— Матушка! Что с тобой? — вскрикнула она.
Элиз молчала. Только в горле у ней переливался какой-то всхлипывающий звук. Тогда старуха совершенно растерялась, схватила ее за руку, — рука была тяжелая и холодная как лед, — стала расстегивать платье, дуть в лицо, крестить, распускать шнурки.
— Угодники божий!.. Святителе отче Митрофане!.. Лизонька!.. Ангел ты мой непорочный, — причитала она, трясясь с головы до ног, обливаясь слезами, покрывая горячими поцелуями руки, платье, волосы и щеки Элиз. — Что я натворила, окаянная!.. Очнись, роднушка… Очнись, лебедушка… Взгляни глазками-то ясненькими… Ведь это я… я… раба ваша… Фелицата… Прогляни, дитятко!.. Усмехнись, царевна моя ненаглядная… Побрани хрычовку-то старую… По щеке-то, по щеке-то меня хорошенько.
Губы Элиз начали подергиваться, подбородок конвульсивно задрожал, в глазах мелькнуло сознание.
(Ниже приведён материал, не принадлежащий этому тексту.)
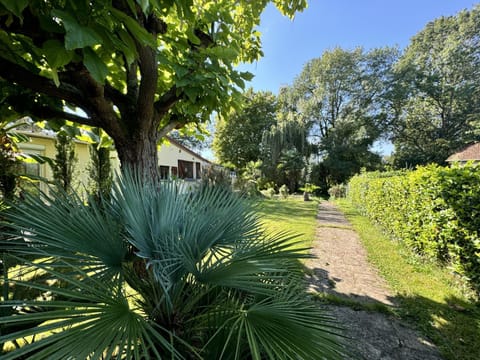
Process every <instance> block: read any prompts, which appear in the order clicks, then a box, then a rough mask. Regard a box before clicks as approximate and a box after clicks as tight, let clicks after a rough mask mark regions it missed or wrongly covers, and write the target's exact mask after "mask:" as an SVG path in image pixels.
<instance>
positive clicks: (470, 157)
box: [446, 143, 480, 164]
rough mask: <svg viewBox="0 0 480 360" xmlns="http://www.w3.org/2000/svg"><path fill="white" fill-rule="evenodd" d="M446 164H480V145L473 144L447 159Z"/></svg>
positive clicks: (450, 156)
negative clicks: (448, 163) (472, 162)
mask: <svg viewBox="0 0 480 360" xmlns="http://www.w3.org/2000/svg"><path fill="white" fill-rule="evenodd" d="M446 161H447V162H448V163H450V164H452V163H458V164H465V163H467V162H469V161H470V162H473V163H480V143H475V144H472V145H469V146H467V147H465V148H464V149H462V150H460V151H459V152H456V153H455V154H453V155H451V156H449V157H448V159H447V160H446Z"/></svg>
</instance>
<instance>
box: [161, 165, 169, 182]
mask: <svg viewBox="0 0 480 360" xmlns="http://www.w3.org/2000/svg"><path fill="white" fill-rule="evenodd" d="M169 177H170V174H169V168H168V166H163V165H160V179H162V180H166V179H168V178H169Z"/></svg>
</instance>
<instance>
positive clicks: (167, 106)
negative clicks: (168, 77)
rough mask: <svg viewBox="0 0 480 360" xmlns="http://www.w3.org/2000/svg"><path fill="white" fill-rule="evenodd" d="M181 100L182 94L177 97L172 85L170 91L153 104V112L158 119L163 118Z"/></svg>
mask: <svg viewBox="0 0 480 360" xmlns="http://www.w3.org/2000/svg"><path fill="white" fill-rule="evenodd" d="M181 98H182V93H180V94H178V95H177V87H176V86H175V85H173V86H172V87H171V88H170V90H168V91H167V92H166V93H164V94H163V95H162V96H161V97H160V99H158V100H157V101H156V102H155V104H154V107H155V111H156V112H157V115H158V116H159V118H160V119H161V118H163V117H164V116H165V115H166V114H167V113H168V111H169V110H170V109H171V108H172V107H173V105H175V103H176V102H177V101H178V100H180V99H181Z"/></svg>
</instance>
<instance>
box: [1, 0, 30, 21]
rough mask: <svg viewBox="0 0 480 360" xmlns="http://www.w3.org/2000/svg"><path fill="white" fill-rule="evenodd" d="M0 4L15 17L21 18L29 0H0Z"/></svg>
mask: <svg viewBox="0 0 480 360" xmlns="http://www.w3.org/2000/svg"><path fill="white" fill-rule="evenodd" d="M0 4H2V5H3V6H5V7H6V8H7V10H8V11H11V12H12V13H13V14H14V15H15V16H17V17H19V18H21V17H22V11H23V10H24V9H25V8H26V7H27V5H28V0H0Z"/></svg>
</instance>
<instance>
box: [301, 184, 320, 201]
mask: <svg viewBox="0 0 480 360" xmlns="http://www.w3.org/2000/svg"><path fill="white" fill-rule="evenodd" d="M319 189H320V186H317V185H313V184H311V183H305V185H304V186H303V187H301V188H300V190H301V191H303V200H304V201H310V195H311V194H313V193H314V192H315V191H317V190H319Z"/></svg>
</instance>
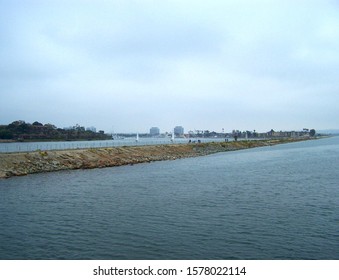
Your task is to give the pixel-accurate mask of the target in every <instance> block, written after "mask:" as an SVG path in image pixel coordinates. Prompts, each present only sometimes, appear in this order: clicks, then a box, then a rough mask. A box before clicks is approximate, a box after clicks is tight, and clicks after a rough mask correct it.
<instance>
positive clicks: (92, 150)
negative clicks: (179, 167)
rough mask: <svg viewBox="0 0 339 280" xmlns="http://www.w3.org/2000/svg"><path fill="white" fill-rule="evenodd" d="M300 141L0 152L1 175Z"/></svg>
mask: <svg viewBox="0 0 339 280" xmlns="http://www.w3.org/2000/svg"><path fill="white" fill-rule="evenodd" d="M301 140H306V139H298V138H295V139H293V138H289V139H271V140H255V141H237V142H218V143H215V142H210V143H190V144H175V145H153V146H128V147H127V146H124V147H113V148H90V149H78V150H53V151H34V152H22V153H2V154H0V178H9V177H12V176H23V175H27V174H32V173H41V172H52V171H60V170H72V169H91V168H104V167H113V166H121V165H128V164H137V163H143V162H151V161H161V160H175V159H178V158H184V157H196V156H203V155H208V154H212V153H217V152H227V151H235V150H240V149H248V148H254V147H262V146H271V145H276V144H282V143H289V142H296V141H301Z"/></svg>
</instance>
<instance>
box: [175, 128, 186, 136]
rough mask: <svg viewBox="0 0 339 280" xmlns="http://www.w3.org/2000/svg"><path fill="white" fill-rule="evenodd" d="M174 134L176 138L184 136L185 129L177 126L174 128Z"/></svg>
mask: <svg viewBox="0 0 339 280" xmlns="http://www.w3.org/2000/svg"><path fill="white" fill-rule="evenodd" d="M174 134H175V136H182V135H184V128H183V127H182V126H176V127H175V128H174Z"/></svg>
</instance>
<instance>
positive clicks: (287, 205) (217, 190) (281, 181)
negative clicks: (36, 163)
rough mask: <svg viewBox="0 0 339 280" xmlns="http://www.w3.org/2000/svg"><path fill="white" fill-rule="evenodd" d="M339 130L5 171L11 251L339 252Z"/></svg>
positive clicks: (201, 252) (61, 256)
mask: <svg viewBox="0 0 339 280" xmlns="http://www.w3.org/2000/svg"><path fill="white" fill-rule="evenodd" d="M338 165H339V139H338V138H336V137H334V138H328V139H321V140H316V141H306V142H301V143H293V144H285V145H280V146H273V147H263V148H256V149H251V150H242V151H237V152H228V153H219V154H214V155H210V156H205V157H199V158H188V159H181V160H175V161H163V162H153V163H149V164H139V165H134V166H123V167H114V168H105V169H94V170H78V171H67V172H56V173H46V174H36V175H29V176H26V177H17V178H11V179H7V180H0V213H1V214H0V259H339V246H338V243H339V210H338V205H339V172H338Z"/></svg>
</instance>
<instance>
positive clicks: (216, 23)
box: [0, 0, 339, 132]
mask: <svg viewBox="0 0 339 280" xmlns="http://www.w3.org/2000/svg"><path fill="white" fill-rule="evenodd" d="M338 13H339V4H338V3H337V2H336V1H330V0H324V1H292V0H277V1H266V0H239V1H222V0H211V1H200V0H195V1H192V0H187V1H177V0H164V1H159V2H154V1H130V0H126V1H104V0H98V1H80V0H70V1H57V0H55V1H53V0H52V1H40V0H27V1H20V2H17V1H0V26H1V28H0V38H1V45H0V59H1V64H0V74H1V75H0V85H1V87H0V123H2V124H7V123H10V122H13V121H15V120H24V121H26V122H30V123H32V122H34V121H40V122H44V123H51V124H55V125H56V126H58V127H67V126H71V125H75V124H80V125H81V126H84V127H91V126H93V127H96V128H97V130H98V131H99V130H104V131H107V132H112V131H114V132H147V131H149V128H150V127H152V126H157V127H159V128H161V131H168V132H170V131H171V130H172V129H173V128H174V127H175V126H176V125H178V124H179V125H181V126H183V127H184V128H185V130H186V131H188V130H196V129H199V130H204V129H208V130H211V131H218V132H220V131H221V130H222V129H224V130H225V131H232V130H233V129H236V130H250V131H251V130H257V131H263V132H264V131H269V130H271V129H274V130H286V131H289V130H295V131H297V130H300V129H302V128H304V127H307V128H314V129H316V130H321V129H337V128H339V127H338V126H339V125H338V119H339V110H338V108H337V107H338V104H339V94H338V93H339V83H338V77H337V76H338V74H337V73H339V28H338V26H339V17H338Z"/></svg>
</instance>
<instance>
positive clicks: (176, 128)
mask: <svg viewBox="0 0 339 280" xmlns="http://www.w3.org/2000/svg"><path fill="white" fill-rule="evenodd" d="M173 133H174V135H175V136H177V137H178V136H179V137H180V136H183V135H184V128H183V127H182V126H176V127H175V128H174V129H173ZM149 134H150V136H152V137H155V136H159V135H160V129H159V128H158V127H151V128H150V130H149Z"/></svg>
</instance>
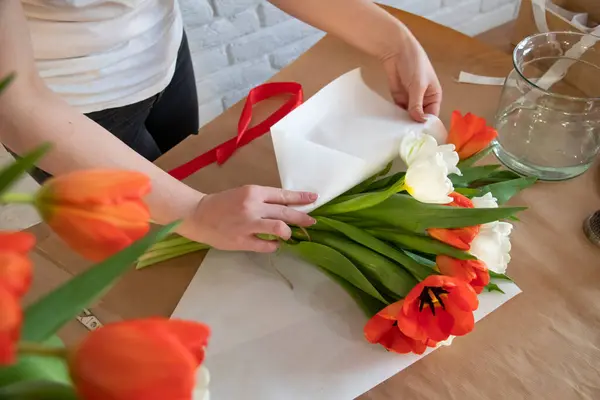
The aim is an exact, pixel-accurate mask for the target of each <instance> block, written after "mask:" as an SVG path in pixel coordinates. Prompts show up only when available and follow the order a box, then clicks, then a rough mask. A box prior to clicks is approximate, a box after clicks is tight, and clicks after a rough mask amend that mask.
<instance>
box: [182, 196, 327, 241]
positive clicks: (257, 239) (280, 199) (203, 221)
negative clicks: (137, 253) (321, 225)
mask: <svg viewBox="0 0 600 400" xmlns="http://www.w3.org/2000/svg"><path fill="white" fill-rule="evenodd" d="M316 199H317V195H315V194H313V193H306V192H291V191H288V190H283V189H276V188H270V187H263V186H243V187H239V188H235V189H231V190H226V191H223V192H219V193H215V194H210V195H205V196H204V197H203V198H202V199H201V200H200V202H199V203H198V206H197V207H196V210H195V212H194V213H193V215H192V216H191V218H190V220H188V221H185V222H184V226H182V229H180V233H181V234H183V235H184V236H186V237H187V238H189V239H191V240H195V241H197V242H201V243H205V244H208V245H210V246H212V247H214V248H216V249H221V250H242V251H254V252H259V253H270V252H273V251H275V250H277V247H278V243H277V242H274V241H267V240H262V239H259V238H257V237H256V235H257V234H261V233H262V234H270V235H275V236H278V237H280V238H282V239H284V240H287V239H289V238H290V237H291V235H292V231H291V229H290V228H289V226H288V224H290V225H297V226H302V227H307V226H310V225H313V224H314V223H315V220H314V219H313V218H312V217H310V216H308V215H307V214H306V213H303V212H301V211H297V210H294V209H293V208H290V207H288V206H289V205H305V204H310V203H312V202H314V201H315V200H316Z"/></svg>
С выражением ужаса она оттолкнула Фелицату Никаноровну и разрыдалась. Та, как подкошенная, бросилась на колени, вцепилась в платье Элиз, ловила ее руки, заглядывала ей в лицо умоляющими, страдальческими глазами.
— Прости меня, глупую! — восклицала она. — Вижу, вижу, чего наделала… Эка, взбрело в башку!.. Эка, что подумать осмелилась!.. Да кто ж его знал, мое золото?.. Не гневайся… иди, моя ненаглядная, иди… я сама доложу их превосходительству… Уж я ж его, злодея!.. Уж я ж его!.. Эка осатанел! Эка замыслил, хамово отродье, птенчика беззаступного обидеть!.. Да его и род-то весь помелом из Гарденина!.. И отцу-то припомнится, как он барскую лошадь…
— Что ж это такое? — крикнула Элиз и с негодованием вскочила с скамейки. — Не смейте так говорить о нем!.. Слышите? Не смейте, не смейте!.. Я люблю его… я его невеста!.. Злая, бессердечная старуха… ступайте, доносите матери; она вас поблагодарит… она вам подарит свои обноски за шпионство!.. А я сейчас же, сейчас же уйду за ним… На край света уйду!..
Каждое слово Элиз било Фелицату Никаноровну точно дубиной. Не вставая с колен, она после каждого слова както вся содрогалась и приникала, клонилась все ниже и ниже. Личико ее совсем собралось в комочек и морщилось, морщилось точно от нестерпимой и все возрастающей боли.
— Вставайте же. Я не икона — стоять передо мной на коленях! презрительно добавила Элиз и, отвернувшись с чувством живейшей душевной боли, с чувством несказанного стыда и обиды за Ефрема пошла по направлению к дому.
— Доносчица!.. Наушница!.. Из обносков стараюсь… — шептала Фелицата Никаноровна. — Матерь божия! Где же правда-то?.. Вырастила… взлелеяла… душу положила… Ох, нудно жить!.. Ох, святители вы мои, нудно!.. — Она с усилием поднялась и, пошатываясь, как разбитая, волоча ноги, добралась до скамейки… И много передумала, много разбередила старых ран, полузабытых страданий, — вспомнила свою долгую рабью жизнь и короткий, точно миг, просвет счастья. — Друженька ты мой!.. Агеюшко! — думала она вслух. — Не за то ли и карает господь — душу твою одинокую забыла, окаянная?.. Мало молюсь… мало вызволяю тебя от горькой напасти… Ах, тленность суетливая, сколь ты отводишь глаза, прельщаешь разум!
Ефрем далеко ушел в степь. Он был мрачен., В его ушах так и звенели оскорбительные слова Фелицаты Никаноровны. В его глазах так и стояло растерянное лицо Элиз.